Validation makes me feel normal and an upstanding member of society, and the opposite makes me feel like a monster that should be put down, but I don’t want to put myself down because it doesn’t benefit me.
I largely been there done that when it came to self help products. I haven’t used Youper yet, but I don’t think I can validate myself with a chat bot because I can’t suspend my disbelief enough. I been working out the mental gymnastics on my balg blog Oflameo's Doom Bunker - #21 by Oflameo but I just don’t have it yet.
I am in Pittsburgh, PA. I went through Vocational Rehabilitation but it is hot garbage all of the way around. I stopped not because the program worked but I got my immediate issues solved with connections.
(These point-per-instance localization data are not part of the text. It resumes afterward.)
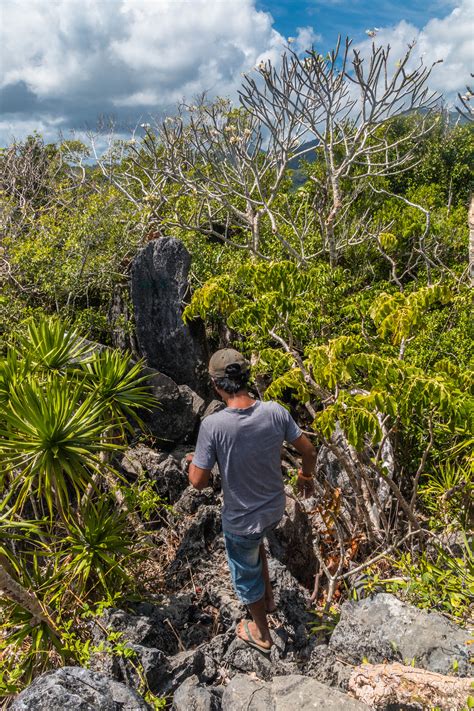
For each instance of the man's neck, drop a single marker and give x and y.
(240, 400)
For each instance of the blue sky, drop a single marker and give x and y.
(65, 63)
(352, 18)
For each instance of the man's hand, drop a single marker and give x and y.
(305, 482)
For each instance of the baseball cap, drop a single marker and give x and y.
(228, 362)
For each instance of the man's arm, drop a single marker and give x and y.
(199, 478)
(306, 449)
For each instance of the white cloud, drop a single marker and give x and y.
(82, 58)
(449, 38)
(65, 62)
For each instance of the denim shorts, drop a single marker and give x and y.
(245, 563)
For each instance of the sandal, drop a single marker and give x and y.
(251, 641)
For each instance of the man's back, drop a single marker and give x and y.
(246, 444)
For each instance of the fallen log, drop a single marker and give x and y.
(380, 685)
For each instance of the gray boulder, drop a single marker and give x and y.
(193, 695)
(77, 689)
(163, 468)
(245, 693)
(159, 292)
(176, 417)
(384, 628)
(292, 543)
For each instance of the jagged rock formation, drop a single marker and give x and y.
(159, 292)
(397, 686)
(287, 692)
(77, 689)
(185, 644)
(384, 628)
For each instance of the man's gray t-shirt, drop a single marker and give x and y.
(246, 444)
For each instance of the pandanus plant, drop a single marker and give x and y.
(63, 407)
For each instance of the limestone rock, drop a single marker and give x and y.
(77, 689)
(163, 468)
(383, 628)
(176, 416)
(246, 693)
(193, 695)
(159, 292)
(292, 543)
(396, 686)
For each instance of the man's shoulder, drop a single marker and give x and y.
(272, 406)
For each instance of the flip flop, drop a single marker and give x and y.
(251, 641)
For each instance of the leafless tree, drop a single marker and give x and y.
(345, 102)
(221, 170)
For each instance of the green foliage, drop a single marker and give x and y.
(397, 315)
(94, 550)
(437, 580)
(63, 408)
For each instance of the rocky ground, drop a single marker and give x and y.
(382, 654)
(185, 646)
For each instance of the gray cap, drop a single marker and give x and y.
(228, 362)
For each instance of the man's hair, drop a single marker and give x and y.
(232, 385)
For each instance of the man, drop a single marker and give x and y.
(245, 439)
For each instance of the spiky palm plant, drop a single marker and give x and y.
(51, 436)
(94, 550)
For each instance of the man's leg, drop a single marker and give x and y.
(269, 599)
(259, 627)
(246, 565)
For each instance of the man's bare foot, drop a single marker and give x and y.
(248, 632)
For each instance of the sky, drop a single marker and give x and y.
(66, 65)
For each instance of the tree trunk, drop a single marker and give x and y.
(383, 685)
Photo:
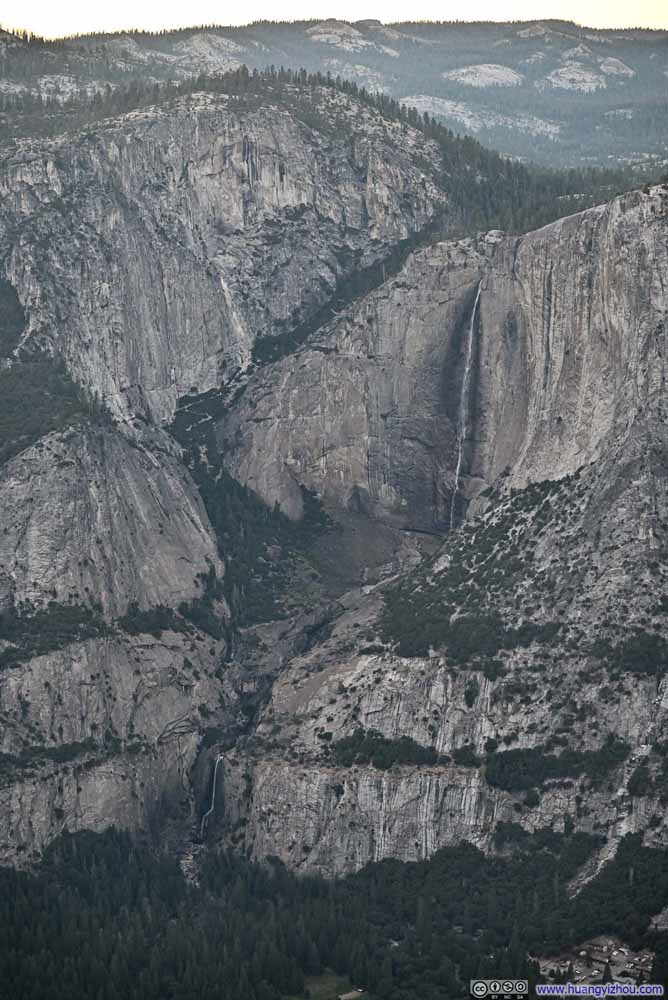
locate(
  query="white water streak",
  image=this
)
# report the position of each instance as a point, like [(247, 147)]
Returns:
[(213, 797), (464, 409)]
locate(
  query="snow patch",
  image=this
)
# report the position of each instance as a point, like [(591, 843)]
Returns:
[(619, 113), (210, 51), (615, 67), (344, 36), (533, 31), (475, 119), (575, 76), (579, 52), (358, 72), (535, 58), (485, 75)]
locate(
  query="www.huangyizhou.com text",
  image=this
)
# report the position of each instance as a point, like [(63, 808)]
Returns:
[(599, 990)]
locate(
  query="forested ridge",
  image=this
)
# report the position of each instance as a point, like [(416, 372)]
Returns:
[(104, 918), (485, 190)]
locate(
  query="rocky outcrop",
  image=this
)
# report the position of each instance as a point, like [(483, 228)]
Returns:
[(203, 246), (155, 250), (567, 393), (569, 343), (94, 517)]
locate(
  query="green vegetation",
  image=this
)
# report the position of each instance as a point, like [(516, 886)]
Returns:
[(102, 918), (34, 631), (523, 769), (371, 747), (37, 396)]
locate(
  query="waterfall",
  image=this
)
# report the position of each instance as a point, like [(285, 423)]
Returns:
[(464, 408), (213, 797)]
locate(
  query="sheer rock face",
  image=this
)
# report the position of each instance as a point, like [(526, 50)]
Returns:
[(568, 335), (108, 731), (155, 249), (568, 375), (91, 516), (153, 254)]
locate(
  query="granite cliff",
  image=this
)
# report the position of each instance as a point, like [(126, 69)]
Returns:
[(263, 288)]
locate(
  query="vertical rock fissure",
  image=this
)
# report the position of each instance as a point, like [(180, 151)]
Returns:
[(208, 813), (464, 408)]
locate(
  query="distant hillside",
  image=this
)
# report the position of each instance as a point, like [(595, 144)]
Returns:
[(546, 90)]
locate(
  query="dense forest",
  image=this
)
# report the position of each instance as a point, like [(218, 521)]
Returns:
[(617, 116), (102, 918), (485, 189)]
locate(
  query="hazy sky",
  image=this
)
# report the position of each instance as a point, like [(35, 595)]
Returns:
[(62, 17)]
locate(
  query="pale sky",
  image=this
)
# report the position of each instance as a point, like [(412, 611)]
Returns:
[(55, 18)]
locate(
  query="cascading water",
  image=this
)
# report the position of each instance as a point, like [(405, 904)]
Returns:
[(206, 815), (464, 408)]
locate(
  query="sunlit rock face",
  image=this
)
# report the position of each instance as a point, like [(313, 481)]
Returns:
[(567, 359), (157, 248), (198, 247), (568, 386)]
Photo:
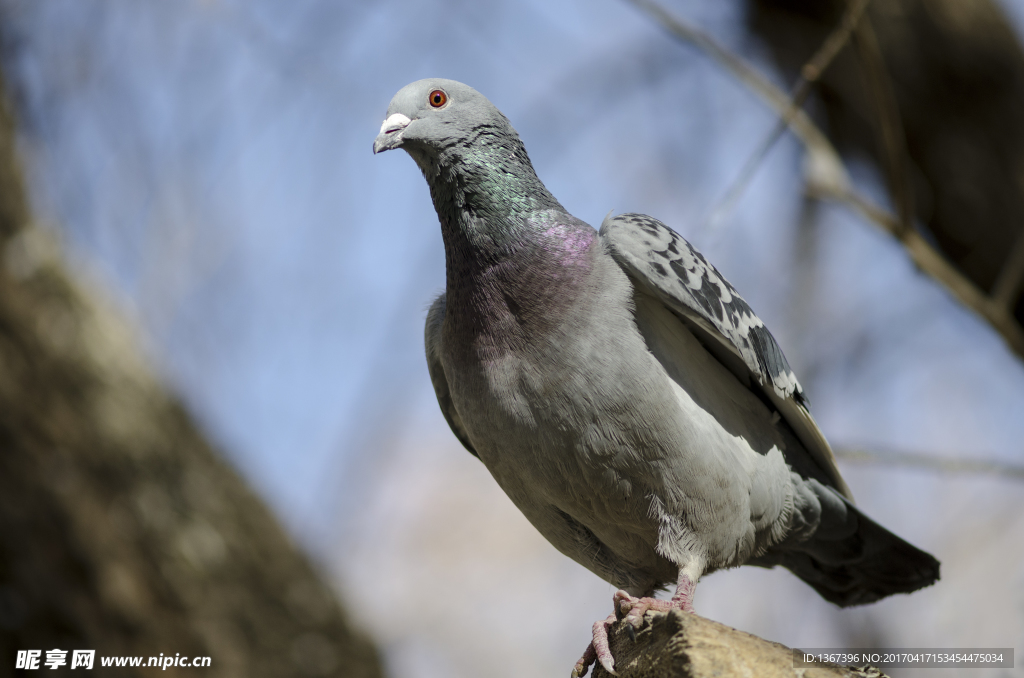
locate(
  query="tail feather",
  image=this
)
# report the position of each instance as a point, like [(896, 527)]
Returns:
[(865, 566)]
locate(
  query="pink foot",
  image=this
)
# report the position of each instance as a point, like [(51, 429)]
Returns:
[(631, 610), (597, 650)]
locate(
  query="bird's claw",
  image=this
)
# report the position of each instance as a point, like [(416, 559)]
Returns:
[(597, 650)]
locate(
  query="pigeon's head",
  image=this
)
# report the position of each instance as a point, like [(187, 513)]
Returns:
[(427, 116)]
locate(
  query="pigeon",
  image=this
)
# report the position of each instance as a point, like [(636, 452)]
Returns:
[(620, 390)]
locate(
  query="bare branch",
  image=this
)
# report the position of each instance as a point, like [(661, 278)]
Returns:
[(788, 108), (827, 178), (891, 135), (931, 462), (1012, 277)]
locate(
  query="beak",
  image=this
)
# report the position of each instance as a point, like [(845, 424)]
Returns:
[(390, 135)]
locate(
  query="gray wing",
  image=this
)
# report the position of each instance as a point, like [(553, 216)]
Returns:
[(664, 264), (432, 336)]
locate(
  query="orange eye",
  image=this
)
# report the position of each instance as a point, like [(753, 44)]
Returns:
[(437, 98)]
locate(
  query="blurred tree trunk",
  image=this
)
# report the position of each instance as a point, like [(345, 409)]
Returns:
[(121, 530), (932, 93)]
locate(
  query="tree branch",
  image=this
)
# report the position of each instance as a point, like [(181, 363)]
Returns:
[(827, 178)]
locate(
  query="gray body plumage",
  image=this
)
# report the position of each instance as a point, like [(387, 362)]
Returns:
[(617, 388)]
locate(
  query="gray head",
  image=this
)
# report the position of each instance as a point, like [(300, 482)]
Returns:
[(472, 159), (428, 116)]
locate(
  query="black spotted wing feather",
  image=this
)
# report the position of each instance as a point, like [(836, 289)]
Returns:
[(663, 263)]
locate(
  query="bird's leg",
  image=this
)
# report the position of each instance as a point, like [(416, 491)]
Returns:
[(598, 649), (631, 609)]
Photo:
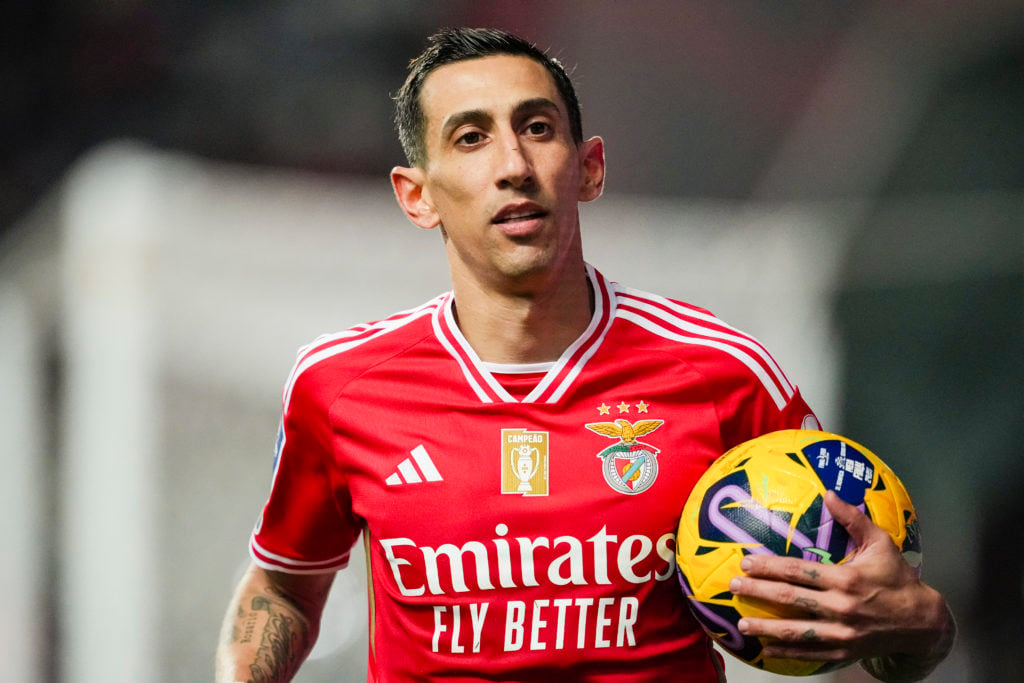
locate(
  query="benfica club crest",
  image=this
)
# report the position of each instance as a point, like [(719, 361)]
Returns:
[(630, 466)]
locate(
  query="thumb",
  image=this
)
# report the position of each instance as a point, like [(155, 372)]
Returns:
[(858, 525)]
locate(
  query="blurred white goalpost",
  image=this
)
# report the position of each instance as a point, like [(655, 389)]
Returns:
[(174, 293)]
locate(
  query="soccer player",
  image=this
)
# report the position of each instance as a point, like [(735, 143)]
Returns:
[(515, 453)]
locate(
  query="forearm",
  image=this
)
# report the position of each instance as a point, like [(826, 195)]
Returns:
[(908, 668), (266, 635)]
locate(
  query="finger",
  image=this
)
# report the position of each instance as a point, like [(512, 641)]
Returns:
[(794, 600), (788, 569), (799, 638), (858, 525)]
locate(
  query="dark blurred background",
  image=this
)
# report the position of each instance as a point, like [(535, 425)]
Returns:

The therapy never addressed the core issues it it was just patchwork at best. I went to a private psychotherapist for a couple years after my immediate needs were met because the state covered the bill.
I was convinced I had aptitude, my teachers and my grades show that I had aptitude, and I am using Linux now, but the market showed me that it was bullshit. I could only get what Joshua Fluke would describe as garbage jobs. I am not even working in IT right now, I am in logistics right now, but I am getting paid more now did I did when I was in IT. There is no refunds for those courses. I have to find the money somewhere.
It does suck.
You say that like I haven’t thought about it. Go back to 4 please.